Cleveland, OH — Tyrese Haliburton didn’t look anything like the player recently labeled “overrated” by his peers. Instead, he looked like a leader.

With 22 points, 13 assists, and several clutch defensive stops, Haliburton guided the Indiana Pacers to a surprising 121-112 win over the top-seeded Cleveland Cavaliers in Game 1 of the Eastern Conference semifinals Sunday night. The fourth-seeded Pacers now hold an early edge in a series many assumed would belong to Cleveland.

“This team is supposed to beat us—we know that,” Haliburton said postgame. “But we’re here to compete. We’re trying to control what we can control.”

The Pacers, underdogs coming into the series, delivered an aggressive, up-tempo performance that caught Cleveland off guard. Haliburton’s stat line alone doesn’t tell the whole story—he hit the go-ahead three-pointer midway through the fourth quarter and blocked a crucial three-point attempt by Max Strus late in the game, turning it into a transition layup that gave Indiana a 10-point cushion.

Though Haliburton went just 2-of-6 from beyond the arc, his second make sparked a game-changing 15-4 run that put the Pacers firmly in control after trailing 102-101.

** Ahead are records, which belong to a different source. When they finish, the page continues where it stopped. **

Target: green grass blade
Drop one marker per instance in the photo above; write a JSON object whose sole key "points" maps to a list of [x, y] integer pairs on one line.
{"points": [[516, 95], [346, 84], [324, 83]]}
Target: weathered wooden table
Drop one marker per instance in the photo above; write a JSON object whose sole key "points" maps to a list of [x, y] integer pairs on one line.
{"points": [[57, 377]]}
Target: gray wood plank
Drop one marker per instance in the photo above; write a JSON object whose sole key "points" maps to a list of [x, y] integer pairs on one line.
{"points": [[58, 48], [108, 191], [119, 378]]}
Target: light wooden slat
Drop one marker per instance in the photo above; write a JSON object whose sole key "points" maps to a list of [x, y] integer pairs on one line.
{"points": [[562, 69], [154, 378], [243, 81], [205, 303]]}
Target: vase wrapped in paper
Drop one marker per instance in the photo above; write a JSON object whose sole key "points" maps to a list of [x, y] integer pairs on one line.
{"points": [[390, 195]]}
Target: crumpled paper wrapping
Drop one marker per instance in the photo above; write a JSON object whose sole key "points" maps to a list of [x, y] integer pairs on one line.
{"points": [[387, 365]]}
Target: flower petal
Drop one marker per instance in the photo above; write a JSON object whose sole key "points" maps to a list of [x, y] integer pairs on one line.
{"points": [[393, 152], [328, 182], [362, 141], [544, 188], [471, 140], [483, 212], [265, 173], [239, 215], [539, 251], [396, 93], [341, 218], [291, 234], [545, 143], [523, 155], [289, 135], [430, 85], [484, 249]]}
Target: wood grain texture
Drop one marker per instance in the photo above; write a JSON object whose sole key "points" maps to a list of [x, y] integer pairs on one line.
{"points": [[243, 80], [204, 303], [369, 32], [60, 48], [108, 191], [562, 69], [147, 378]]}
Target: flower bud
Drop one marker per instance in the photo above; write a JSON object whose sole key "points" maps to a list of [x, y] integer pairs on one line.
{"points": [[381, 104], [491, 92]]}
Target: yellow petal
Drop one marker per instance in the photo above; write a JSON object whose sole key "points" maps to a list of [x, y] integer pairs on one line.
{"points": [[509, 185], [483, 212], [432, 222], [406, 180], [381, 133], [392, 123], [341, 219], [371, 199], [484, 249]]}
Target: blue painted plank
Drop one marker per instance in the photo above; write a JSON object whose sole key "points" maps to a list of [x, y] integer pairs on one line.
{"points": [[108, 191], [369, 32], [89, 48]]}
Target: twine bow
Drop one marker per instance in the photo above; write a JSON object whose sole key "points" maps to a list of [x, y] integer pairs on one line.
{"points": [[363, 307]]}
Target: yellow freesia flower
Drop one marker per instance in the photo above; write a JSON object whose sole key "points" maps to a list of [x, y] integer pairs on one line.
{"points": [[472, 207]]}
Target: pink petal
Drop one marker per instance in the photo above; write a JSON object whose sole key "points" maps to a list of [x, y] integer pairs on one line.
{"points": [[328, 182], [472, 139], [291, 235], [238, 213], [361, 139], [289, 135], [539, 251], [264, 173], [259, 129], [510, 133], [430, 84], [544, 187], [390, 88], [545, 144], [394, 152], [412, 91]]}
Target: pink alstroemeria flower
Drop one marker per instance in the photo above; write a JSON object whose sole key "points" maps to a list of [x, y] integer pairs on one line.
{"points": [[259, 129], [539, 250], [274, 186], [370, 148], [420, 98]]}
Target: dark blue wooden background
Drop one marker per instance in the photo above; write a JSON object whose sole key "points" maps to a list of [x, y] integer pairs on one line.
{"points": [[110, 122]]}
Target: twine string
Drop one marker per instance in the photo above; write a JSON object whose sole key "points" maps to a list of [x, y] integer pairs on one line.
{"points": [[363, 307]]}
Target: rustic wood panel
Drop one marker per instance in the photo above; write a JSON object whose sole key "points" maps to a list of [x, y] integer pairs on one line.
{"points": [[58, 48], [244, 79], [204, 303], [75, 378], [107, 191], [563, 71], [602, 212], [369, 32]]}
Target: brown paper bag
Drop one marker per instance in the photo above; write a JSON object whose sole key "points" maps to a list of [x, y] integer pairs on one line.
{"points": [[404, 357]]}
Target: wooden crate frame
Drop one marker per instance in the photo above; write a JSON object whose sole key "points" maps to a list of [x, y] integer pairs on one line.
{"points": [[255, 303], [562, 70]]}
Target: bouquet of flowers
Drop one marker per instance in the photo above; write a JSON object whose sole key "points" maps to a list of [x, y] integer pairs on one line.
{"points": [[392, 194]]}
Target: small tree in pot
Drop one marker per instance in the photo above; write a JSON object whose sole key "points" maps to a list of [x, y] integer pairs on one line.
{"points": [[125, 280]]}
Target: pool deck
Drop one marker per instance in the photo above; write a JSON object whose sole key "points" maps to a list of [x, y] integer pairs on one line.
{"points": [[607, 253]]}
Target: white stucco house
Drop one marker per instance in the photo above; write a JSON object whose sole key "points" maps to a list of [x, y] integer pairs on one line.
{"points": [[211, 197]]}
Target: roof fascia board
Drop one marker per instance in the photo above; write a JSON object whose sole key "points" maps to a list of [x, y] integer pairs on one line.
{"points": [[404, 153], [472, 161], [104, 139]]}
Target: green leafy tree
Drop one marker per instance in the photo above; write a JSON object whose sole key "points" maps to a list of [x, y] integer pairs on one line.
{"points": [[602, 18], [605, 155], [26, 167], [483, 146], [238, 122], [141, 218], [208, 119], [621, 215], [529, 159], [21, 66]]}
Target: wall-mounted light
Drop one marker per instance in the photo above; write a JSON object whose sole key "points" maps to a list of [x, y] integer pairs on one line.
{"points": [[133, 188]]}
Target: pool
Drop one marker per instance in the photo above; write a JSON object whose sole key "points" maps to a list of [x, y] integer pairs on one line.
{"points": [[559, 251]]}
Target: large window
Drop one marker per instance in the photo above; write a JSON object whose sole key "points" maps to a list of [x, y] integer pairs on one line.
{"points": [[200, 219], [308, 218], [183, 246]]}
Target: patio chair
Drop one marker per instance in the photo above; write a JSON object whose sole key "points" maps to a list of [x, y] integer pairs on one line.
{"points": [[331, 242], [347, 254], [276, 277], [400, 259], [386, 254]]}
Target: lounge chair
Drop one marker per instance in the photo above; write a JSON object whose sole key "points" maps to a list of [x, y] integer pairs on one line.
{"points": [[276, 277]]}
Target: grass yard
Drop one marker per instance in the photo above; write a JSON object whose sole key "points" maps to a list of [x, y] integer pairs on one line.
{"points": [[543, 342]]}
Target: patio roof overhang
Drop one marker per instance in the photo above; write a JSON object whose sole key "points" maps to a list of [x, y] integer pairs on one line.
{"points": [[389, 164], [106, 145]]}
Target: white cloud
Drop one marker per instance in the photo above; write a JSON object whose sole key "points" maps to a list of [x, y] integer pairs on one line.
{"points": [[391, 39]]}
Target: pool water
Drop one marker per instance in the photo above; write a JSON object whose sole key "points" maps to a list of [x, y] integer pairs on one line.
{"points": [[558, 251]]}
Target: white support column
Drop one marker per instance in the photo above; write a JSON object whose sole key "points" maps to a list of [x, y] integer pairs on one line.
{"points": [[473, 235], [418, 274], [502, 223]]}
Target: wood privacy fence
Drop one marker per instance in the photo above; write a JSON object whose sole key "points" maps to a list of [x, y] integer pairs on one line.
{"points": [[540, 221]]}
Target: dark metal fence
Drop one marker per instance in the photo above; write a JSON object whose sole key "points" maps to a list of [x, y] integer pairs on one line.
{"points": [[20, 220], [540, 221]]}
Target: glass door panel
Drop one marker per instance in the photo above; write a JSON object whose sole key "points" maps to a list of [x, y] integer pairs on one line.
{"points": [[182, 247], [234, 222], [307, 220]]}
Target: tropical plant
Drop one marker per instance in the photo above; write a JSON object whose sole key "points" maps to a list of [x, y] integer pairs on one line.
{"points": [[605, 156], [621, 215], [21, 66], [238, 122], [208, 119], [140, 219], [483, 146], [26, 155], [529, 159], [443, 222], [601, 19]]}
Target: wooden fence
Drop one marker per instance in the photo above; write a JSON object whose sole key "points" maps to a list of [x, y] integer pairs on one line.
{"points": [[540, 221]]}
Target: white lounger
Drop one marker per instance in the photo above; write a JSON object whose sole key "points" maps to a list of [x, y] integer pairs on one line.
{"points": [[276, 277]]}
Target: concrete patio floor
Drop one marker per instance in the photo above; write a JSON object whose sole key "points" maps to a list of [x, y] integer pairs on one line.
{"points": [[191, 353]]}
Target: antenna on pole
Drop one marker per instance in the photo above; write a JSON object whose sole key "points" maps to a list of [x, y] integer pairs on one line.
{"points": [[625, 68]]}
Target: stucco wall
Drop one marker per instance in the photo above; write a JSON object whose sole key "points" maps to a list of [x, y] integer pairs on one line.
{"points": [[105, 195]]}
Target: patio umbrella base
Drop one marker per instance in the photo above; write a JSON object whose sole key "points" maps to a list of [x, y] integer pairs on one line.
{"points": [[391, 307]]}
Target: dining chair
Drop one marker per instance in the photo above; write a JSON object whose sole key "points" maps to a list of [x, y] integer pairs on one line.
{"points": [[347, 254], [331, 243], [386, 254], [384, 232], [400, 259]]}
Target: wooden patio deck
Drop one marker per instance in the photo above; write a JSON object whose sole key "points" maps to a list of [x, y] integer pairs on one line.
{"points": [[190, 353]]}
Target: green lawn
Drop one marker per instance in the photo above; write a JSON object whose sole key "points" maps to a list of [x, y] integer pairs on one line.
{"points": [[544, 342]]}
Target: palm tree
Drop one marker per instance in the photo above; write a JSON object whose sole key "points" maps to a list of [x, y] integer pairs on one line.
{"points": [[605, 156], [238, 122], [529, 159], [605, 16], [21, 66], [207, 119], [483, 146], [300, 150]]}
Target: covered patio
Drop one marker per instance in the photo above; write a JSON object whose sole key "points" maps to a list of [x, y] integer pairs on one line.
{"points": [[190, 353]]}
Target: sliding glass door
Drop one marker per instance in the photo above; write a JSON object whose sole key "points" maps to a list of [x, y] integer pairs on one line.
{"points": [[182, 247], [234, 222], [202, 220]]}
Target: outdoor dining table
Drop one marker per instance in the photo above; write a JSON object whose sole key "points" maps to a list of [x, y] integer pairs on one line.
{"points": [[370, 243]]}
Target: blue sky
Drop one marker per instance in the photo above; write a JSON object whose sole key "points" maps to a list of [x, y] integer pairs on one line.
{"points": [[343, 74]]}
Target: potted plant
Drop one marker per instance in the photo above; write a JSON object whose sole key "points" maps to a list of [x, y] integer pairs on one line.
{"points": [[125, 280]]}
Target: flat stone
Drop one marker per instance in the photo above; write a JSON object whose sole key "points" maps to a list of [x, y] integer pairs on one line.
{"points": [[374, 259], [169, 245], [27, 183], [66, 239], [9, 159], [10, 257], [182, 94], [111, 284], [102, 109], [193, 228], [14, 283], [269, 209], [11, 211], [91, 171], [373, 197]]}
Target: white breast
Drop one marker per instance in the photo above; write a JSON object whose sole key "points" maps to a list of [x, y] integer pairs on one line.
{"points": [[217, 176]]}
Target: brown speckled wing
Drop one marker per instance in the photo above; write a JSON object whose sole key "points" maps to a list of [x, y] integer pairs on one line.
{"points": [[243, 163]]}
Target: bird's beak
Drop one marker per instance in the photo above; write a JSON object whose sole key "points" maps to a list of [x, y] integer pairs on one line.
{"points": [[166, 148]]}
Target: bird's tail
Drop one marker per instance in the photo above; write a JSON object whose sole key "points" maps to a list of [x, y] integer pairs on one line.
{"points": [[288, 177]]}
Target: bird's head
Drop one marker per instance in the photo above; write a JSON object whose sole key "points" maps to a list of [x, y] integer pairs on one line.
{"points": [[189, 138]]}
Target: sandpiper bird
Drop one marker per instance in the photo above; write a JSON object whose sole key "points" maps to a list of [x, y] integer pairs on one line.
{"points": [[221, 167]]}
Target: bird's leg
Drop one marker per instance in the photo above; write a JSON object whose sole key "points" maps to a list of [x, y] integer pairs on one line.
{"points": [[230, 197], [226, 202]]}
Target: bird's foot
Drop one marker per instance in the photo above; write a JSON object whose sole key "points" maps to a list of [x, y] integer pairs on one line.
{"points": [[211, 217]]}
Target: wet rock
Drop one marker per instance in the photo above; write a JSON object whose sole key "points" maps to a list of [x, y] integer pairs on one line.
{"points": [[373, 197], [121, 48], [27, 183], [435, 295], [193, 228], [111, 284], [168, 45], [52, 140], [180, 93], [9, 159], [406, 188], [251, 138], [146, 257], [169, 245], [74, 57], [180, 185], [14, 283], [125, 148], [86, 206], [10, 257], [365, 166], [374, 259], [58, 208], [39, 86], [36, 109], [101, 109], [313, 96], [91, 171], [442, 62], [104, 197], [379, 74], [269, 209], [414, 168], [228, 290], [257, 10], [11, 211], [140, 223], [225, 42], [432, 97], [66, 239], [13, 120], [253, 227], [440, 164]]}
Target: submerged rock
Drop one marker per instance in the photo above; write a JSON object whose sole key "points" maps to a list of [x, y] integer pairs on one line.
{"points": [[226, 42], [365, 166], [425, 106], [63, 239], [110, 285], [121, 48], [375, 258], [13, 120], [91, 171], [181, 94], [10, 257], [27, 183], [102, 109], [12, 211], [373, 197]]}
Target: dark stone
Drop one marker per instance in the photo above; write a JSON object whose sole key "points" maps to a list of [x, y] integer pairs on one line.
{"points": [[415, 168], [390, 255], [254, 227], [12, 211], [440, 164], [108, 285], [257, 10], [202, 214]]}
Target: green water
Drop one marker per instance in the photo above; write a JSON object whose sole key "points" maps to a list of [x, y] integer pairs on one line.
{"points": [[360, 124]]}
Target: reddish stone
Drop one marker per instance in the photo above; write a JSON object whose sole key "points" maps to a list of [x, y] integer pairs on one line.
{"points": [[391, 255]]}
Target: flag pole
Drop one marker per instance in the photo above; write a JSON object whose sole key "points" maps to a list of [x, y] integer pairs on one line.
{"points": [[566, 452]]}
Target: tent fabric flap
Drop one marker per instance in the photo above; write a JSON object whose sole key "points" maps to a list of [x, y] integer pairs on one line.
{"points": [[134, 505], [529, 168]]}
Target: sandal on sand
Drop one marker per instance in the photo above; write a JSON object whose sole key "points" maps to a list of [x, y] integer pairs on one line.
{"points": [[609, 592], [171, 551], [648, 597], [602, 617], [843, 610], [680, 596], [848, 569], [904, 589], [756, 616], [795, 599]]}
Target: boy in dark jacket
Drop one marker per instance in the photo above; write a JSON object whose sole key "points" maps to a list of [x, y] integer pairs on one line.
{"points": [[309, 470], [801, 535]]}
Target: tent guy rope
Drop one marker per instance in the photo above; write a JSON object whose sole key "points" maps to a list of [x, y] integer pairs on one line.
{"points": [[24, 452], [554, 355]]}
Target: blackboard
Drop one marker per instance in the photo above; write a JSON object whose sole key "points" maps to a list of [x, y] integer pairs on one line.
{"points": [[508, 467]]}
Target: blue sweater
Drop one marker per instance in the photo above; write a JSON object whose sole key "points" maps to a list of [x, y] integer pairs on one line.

Andrew Nembhard poured in a team-high 23 points, including two triples during Indiana’s fourth-quarter surge. Pascal Siakam and Aaron Nesmith added 17 each, and all five Pacers starters reached double figures in scoring. The team’s overall shooting was lights-out: Indiana drained 19 of 36 from deep.

“We were attacking from the jump,” said Pacers head coach Rick Carlisle. “Yes, we made shots—but our aggressive mindset made all the difference.”

On the other side, Cleveland struggled to find rhythm, particularly from long range. The Cavs, who ranked second in the league in three-point makes during the regular season, hit just 9 of 38 attempts on Sunday—only 23.7 percent, their second-worst mark all season.

Donovan Mitchell led the Cavs with 33 points and made history by breaking Michael Jordan’s record for consecutive 30-point performances in Game 1s of playoff series—his eighth straight. But he hit just 1-of-11 from downtown.

“When the shots aren’t falling, that’s when they start running,” Mitchell said. “We’ve got to find a better response when things aren’t going our way.”

Evan Mobley contributed 20 points and 10 rebounds, but the Cavs were again without starting point guard Darius Garland, sidelined with a sprained left toe for the third straight playoff game.

Cleveland, which cruised through a first-round sweep of Miami and delivered a 55-point blowout in Game 4, never found the same rhythm against Indiana’s relentless pace.

Cavs head coach Kenny Atkinson acknowledged the tempo caught his team off balance. “They dictated the rhythm,” he said. “We have to adjust. We’ll review the film and figure out the three-point issue. But we’ve got to slow the game down and get back to our style.”

Indiana once held a 12-point advantage in the third quarter before Cleveland mounted a rally. The Cavs took a brief lead early in the fourth, but the Pacers didn’t flinch.

“We stayed poised,” Haliburton said. “They came at us hard like they always do—we just weathered it.”

Game 2 tips off Tuesday night in Cleveland, where the Cavaliers will try to even the series—and keep Indiana’s momentum in check.